On-line version ISSN 2078-5135
Print version ISSN 0256-9574

SAMJ, S. Afr. med. j. vol.104 n.6 Pretoria Jun. 2014




Sexual function and ageing



L Geffen

MB ChB, FCFP (SA). Institute of Ageing, Faculty of Health Sciences, University of Cape Town, South Africa





The development of medications for the treatment of erectile dysfunction in men has, on one level, medicalised the notion of sexual dysfunction. However, it has also allowed researchers to explore many other aspects of sexual function in older persons. Health and well-being are positively affected by sexual activity. Older persons engaging in regular consensual sex have shown improved well-being in both physical and psychological health, associated with fewer health problems as they age. Engaging in intercourse has been correlated with improved intimate relationships, improved cardiovascular health and lower rates of depression.



As people age, changes in physical and mental health, relationship status and societal pressures contribute to sexual function. Health and well-being are positively affected by sexual activity.[1] While there is currently no single internationally accepted definition of sexual function, DeLamater[2] defines it as the ability to engage in sexual expression and sexual relationships that are rewarding. It is the state of one's physical, mental and social well-being in relation to one's sexuality.[2] Sexual function is therefore a complex relationship between physiological factors, physical health, mental health, social relationships and societal norms associated with ageing and sexuality.[2] More people are growing older than ever before, and expectations of sexual well-being need to be recognised by society in general and healthcare professionals in particular.


Demography of ageing

Over the next three decades the number of people over the age of 60 is expected to rise from ~810 million (1 in 9 persons) to over 2 billion (1 in 5), with the fastest growing segment being in low- and middle-income countries.[3] In South Africa, life expectancy at birth has increased from 52.1 years in 2003 to 59.6 years in 2013, and as of 2011, 8% of the South African population is over the age of 60.[4] As society ages, the healthy life-years lived increase.


Sexual behaviour

To date, the two largest studies on sexual health and function that include older persons are the National Social Life, Health, and Aging Project (NSHAP)[1] in the USA and the third National Survey of Sexual Attitudes and Lifestyles (Natsal-3)[5] in the UK.

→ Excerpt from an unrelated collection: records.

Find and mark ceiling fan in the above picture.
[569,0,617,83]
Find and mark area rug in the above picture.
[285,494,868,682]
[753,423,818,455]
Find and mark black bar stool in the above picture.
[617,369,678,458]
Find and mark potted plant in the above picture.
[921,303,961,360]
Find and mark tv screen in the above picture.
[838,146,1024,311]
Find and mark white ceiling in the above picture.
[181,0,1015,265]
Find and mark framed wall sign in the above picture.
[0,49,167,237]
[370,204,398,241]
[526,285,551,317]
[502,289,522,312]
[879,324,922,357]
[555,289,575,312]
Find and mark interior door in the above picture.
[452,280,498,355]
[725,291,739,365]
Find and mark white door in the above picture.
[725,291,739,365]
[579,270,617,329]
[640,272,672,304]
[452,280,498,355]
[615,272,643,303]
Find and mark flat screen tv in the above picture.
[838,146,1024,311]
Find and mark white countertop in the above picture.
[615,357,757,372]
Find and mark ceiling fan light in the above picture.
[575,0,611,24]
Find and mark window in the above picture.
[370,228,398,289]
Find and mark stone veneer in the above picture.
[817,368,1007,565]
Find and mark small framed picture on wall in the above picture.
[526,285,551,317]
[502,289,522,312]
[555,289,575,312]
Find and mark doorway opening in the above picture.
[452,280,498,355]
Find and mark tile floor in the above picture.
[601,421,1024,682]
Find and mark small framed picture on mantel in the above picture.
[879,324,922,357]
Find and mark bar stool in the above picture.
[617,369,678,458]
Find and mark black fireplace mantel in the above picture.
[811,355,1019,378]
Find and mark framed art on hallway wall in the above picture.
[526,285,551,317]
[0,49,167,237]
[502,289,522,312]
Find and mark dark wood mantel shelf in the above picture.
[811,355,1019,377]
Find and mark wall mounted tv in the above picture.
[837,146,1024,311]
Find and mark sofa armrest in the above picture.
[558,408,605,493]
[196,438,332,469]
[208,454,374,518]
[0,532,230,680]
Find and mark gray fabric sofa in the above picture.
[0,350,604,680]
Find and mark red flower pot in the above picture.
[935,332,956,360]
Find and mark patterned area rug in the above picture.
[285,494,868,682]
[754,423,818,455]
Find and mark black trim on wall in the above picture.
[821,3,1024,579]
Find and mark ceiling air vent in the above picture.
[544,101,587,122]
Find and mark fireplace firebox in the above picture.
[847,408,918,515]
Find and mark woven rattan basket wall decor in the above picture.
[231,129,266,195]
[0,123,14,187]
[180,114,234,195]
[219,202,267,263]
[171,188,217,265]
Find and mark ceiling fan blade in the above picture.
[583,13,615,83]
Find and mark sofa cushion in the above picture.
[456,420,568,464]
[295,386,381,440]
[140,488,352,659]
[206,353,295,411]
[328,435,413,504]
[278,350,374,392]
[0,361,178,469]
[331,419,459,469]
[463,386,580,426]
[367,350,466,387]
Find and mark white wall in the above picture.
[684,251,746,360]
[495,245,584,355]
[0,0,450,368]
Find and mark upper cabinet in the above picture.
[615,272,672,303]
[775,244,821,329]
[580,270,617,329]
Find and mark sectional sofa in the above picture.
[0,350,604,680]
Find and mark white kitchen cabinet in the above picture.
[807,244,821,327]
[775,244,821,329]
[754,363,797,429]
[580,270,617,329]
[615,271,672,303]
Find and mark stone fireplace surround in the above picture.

A total of 3 005 people aged between 57 and 85 years were surveyed in the NSHAP. Sexual activity was defined as 'any mutually voluntary activity with another person that involves sexual contact, whether or not intercourse or orgasm occurs'.[1] The prevalence of sexual activity, and that of persons who rated that having sex was not at all important, in the foregoing 12 months are shown in Table 1. Sexual activity declined with age and was lower among women than men. Of the sexually active men and women aged 75 - 85 years, 54% reported having sex at least 2 - 3 times per month. The NSHAP showed that the majority of older adults were engaged in an intimate relationship and regarded sexuality as an important part of life. A substantial number of men and women engaged in vaginal intercourse, oral sex and masturbation - even in the eighth and ninth decades of life.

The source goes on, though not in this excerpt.